Les intervenants prenaient leurs repas de restauration rapide devant les jeunes. Le Protecteur du citoyen estime que cela témoigne d’une « apparence de manque de sensibilité » à l’égard des jeunes hébergés. Cette pratique va cesser, assure Mme Brown du CISSS de Chaudière-Appalaches.

Des mesures de contrôle… hors de contrôle

Dans son rapport, le Protecteur du citoyen se penche longuement sur les mesures de contrôle exercées à l’endroit des jeunes hébergés, constatant que le personnel ne suit pas toujours les normes provinciales établies.

Le temps passé par les jeunes à leur chambre démontre clairement qu’il s’agit d’une pratique d’isolement qui n’est pas reconnue par le personnel du centre de réadaptation, et ce, malgré la formation qui leur a été offerte au printemps 2022 sur la nouvelle procédure.

Extrait du rapport du Protecteur du citoyen

« Dans les faits, rappelons que les jeunes ne peuvent pas sortir de leur chambre librement sans avoir préalablement sonné à la console en journée. […] Si un jeune omet de le faire, il est rapidement recadré et la consigne lui est rappelée par le personnel. Il s’agit donc d’un véritable isolement au sens de la loi 10 », précise le Protecteur du citoyen.

Par ailleurs, les formulaires qui doivent être remplis afin de comptabiliser les informations sur l’utilisation des mesures de contrôle ne le sont pas toujours, a découvert le Protecteur du citoyen. Cela peut sembler « bureaucratique », mais cet outil est « essentiel pour s’assurer que les droits des jeunes sont respectés », insiste MDowd en entrevue.

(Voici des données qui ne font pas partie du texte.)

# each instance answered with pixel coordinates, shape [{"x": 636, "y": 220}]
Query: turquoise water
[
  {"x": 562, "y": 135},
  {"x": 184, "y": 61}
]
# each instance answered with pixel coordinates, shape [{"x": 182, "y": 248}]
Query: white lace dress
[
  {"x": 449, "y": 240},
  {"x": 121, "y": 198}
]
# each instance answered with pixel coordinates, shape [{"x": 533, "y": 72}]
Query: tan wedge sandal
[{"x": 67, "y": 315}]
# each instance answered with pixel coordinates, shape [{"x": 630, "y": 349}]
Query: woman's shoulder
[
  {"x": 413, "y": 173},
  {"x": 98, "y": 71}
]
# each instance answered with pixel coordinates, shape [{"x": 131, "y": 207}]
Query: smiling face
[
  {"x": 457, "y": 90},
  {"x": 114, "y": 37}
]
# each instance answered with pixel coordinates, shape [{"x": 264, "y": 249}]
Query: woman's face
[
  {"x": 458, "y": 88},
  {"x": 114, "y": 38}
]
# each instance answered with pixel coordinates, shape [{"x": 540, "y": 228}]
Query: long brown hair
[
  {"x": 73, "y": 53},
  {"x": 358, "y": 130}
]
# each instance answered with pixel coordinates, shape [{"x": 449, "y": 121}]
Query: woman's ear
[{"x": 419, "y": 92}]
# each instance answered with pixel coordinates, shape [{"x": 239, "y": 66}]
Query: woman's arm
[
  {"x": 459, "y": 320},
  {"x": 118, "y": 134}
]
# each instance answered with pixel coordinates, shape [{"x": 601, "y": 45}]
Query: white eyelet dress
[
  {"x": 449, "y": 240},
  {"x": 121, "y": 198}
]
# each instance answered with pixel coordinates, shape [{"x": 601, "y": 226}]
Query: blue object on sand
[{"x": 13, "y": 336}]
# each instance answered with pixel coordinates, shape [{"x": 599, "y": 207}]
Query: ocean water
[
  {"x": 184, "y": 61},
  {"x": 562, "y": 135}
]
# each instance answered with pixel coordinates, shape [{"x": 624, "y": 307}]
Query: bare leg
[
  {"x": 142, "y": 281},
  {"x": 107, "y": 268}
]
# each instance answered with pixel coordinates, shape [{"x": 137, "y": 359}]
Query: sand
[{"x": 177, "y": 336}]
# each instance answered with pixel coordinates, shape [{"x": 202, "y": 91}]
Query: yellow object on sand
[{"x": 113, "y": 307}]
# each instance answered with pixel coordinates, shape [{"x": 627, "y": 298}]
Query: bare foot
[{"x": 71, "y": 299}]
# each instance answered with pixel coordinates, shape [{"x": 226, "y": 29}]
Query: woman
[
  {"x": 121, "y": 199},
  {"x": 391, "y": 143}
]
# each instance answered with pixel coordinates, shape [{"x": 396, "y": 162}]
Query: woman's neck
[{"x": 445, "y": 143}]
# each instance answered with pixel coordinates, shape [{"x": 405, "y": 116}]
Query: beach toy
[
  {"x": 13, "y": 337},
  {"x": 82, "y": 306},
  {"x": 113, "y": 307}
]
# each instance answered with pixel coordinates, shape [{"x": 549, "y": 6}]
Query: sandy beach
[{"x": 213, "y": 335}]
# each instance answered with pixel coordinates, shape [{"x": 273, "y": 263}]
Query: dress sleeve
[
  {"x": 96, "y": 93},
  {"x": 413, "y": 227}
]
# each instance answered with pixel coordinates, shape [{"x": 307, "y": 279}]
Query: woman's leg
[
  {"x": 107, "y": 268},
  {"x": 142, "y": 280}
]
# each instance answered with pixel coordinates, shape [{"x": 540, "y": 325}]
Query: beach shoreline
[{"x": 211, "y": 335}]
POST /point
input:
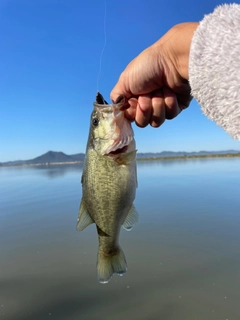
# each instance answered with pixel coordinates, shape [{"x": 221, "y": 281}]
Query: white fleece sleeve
[{"x": 214, "y": 67}]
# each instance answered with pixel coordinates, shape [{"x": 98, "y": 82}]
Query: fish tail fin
[{"x": 107, "y": 265}]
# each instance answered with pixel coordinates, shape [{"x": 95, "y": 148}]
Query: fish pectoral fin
[
  {"x": 84, "y": 218},
  {"x": 131, "y": 219},
  {"x": 126, "y": 158}
]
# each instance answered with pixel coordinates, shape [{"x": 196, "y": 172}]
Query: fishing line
[{"x": 105, "y": 41}]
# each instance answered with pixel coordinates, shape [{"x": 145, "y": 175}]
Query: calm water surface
[{"x": 183, "y": 256}]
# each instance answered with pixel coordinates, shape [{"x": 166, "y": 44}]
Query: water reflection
[{"x": 183, "y": 255}]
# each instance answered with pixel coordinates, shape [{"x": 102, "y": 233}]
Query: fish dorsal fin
[
  {"x": 131, "y": 219},
  {"x": 126, "y": 158},
  {"x": 84, "y": 218}
]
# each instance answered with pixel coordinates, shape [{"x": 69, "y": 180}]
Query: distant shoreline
[
  {"x": 186, "y": 157},
  {"x": 229, "y": 155}
]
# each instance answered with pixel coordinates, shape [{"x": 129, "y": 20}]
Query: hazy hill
[
  {"x": 52, "y": 157},
  {"x": 48, "y": 158}
]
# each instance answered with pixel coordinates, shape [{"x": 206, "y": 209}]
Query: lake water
[{"x": 183, "y": 256}]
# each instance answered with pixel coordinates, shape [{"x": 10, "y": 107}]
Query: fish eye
[{"x": 95, "y": 122}]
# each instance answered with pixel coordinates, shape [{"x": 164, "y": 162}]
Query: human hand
[{"x": 156, "y": 82}]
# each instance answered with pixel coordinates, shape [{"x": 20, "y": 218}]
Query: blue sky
[{"x": 49, "y": 64}]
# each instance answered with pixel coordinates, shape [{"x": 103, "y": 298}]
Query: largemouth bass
[{"x": 109, "y": 182}]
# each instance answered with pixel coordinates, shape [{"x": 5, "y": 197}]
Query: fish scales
[{"x": 109, "y": 183}]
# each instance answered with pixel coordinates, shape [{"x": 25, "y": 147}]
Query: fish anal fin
[
  {"x": 101, "y": 233},
  {"x": 84, "y": 218},
  {"x": 107, "y": 265},
  {"x": 131, "y": 219}
]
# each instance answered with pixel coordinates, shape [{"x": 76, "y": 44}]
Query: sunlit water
[{"x": 183, "y": 256}]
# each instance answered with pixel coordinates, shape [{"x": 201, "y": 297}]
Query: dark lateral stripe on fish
[{"x": 102, "y": 233}]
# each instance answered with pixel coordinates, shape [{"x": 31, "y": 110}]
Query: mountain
[
  {"x": 53, "y": 157},
  {"x": 48, "y": 158}
]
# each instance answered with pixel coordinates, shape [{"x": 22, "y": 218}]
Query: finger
[
  {"x": 130, "y": 113},
  {"x": 120, "y": 88},
  {"x": 171, "y": 104},
  {"x": 144, "y": 110},
  {"x": 158, "y": 109}
]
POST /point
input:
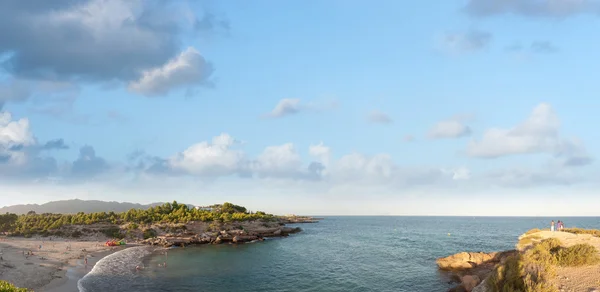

La Presse révélait le mois dernier que l’isolement et la contention de jeunes hébergés dans des centres de réadaptation et des foyers de groupe sont en hausse dans la plupart des régions du Québec alors qu’ils sont censés demeurer des mesures d’exception.

Lisez notre dossier

Au total, le Protecteur du citoyen a fait 11 recommandations au CISSS – toutes acceptées par ce dernier – qui visent principalement à faire respecter les droits des jeunes hébergés et à recentrer les interventions sur leur réadaptation.